Basée à Dakar, OSIWA fait partie du réseau mondial d’ONG parrainées par le spéculateur américain, qui se présente lui-même comme un « philanthrope politique » affirmant souffrir d’une drôle de pathologie : la « surextension impériale ». Elle est présente dans plusieurs pays de la CEDEAO (Communauté des États d’Afrique de l’Ouest), en Afrique centrale (Tchad et Cameroun) et en Mauritanie. Comme toutes les organisations chapeautées par Soros, elle a comme leitmotiv « la démocratie et les droits de l’homme »[4]. On la croit sans problème. Mais comment démêler, dans les investissements de Georges Soros, l’action de l’homme d’affaire et celle du « philanthrope politique » alors qu’il règne sur un empire mondial où la rhétorique sur la démocratie et les droits humains sert de faux nez dissimulant les menées de divers intérêts occidentaux sur le continent africain?

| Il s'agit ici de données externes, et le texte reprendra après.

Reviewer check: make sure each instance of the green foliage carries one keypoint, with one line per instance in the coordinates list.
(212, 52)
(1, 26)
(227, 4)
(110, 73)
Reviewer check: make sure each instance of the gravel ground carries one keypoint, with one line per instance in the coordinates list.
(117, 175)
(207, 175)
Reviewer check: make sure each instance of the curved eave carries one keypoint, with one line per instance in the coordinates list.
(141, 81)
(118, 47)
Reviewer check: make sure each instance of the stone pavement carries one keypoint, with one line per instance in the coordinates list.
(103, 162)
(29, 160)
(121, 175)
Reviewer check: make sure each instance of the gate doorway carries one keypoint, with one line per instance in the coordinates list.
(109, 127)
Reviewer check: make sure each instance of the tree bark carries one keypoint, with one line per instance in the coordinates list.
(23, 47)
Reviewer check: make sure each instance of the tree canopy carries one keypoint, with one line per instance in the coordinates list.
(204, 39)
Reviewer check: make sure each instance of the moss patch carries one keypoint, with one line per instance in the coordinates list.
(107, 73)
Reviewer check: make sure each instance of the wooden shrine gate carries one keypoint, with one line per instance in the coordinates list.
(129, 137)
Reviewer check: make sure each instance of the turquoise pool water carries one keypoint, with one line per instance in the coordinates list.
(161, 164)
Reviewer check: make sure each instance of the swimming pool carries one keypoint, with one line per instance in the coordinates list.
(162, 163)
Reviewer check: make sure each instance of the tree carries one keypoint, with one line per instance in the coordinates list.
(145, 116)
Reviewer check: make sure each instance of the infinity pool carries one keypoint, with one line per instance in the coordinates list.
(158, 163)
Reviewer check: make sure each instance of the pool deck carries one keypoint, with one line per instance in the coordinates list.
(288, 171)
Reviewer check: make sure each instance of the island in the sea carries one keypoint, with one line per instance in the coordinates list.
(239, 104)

On se rappellera du rôle joué par l’OSI de Soros et le gouvernement américain dans ce que les médias occidentaux ont baptisé le « printemps arabe » et dans les « révolutions de couleur » en Europe de l’Est, afin d’intégrer les États ciblés à une mondialisation fondée sur les exigences du capitalisme financier international.

Il y a quelques temps, Georges Soros et les responsables d’OSIWA ont été reçus par le mouvement « Y’en a marre ». Le groupe d’activistes sénégalais « a sollicité des financements pour un certain nombre de projets dont la mise sur pied de l’Observatoire national de la démocratie et des droits humains. » On ne peut douter des nobles intentions de ce groupe d’activistes qui a mobilisé le peuple sénégalais pour barrer la route au président Abdoulaye Wade. Mais la démarche est sans rappeler la stratégie mise en place en Afrique du Nord par l’OSI et d’autres organisations américaines de « promotion de la démocratie » les années précédant le « printemps arabe ». Le modus operandi est toujours le même : s’appuyer sur les revendications légitimes des peuples opprimés et révoltés pour avancer des politiques chères à la démocratie du marché. Pour ce faire, on fait des yeux doux à des groupes de la « société civile » ayant pignon sur rue; un merveilleux travail de cooptation est entrepris pour gagner les cœurs et les esprits de certains activistes ciblés.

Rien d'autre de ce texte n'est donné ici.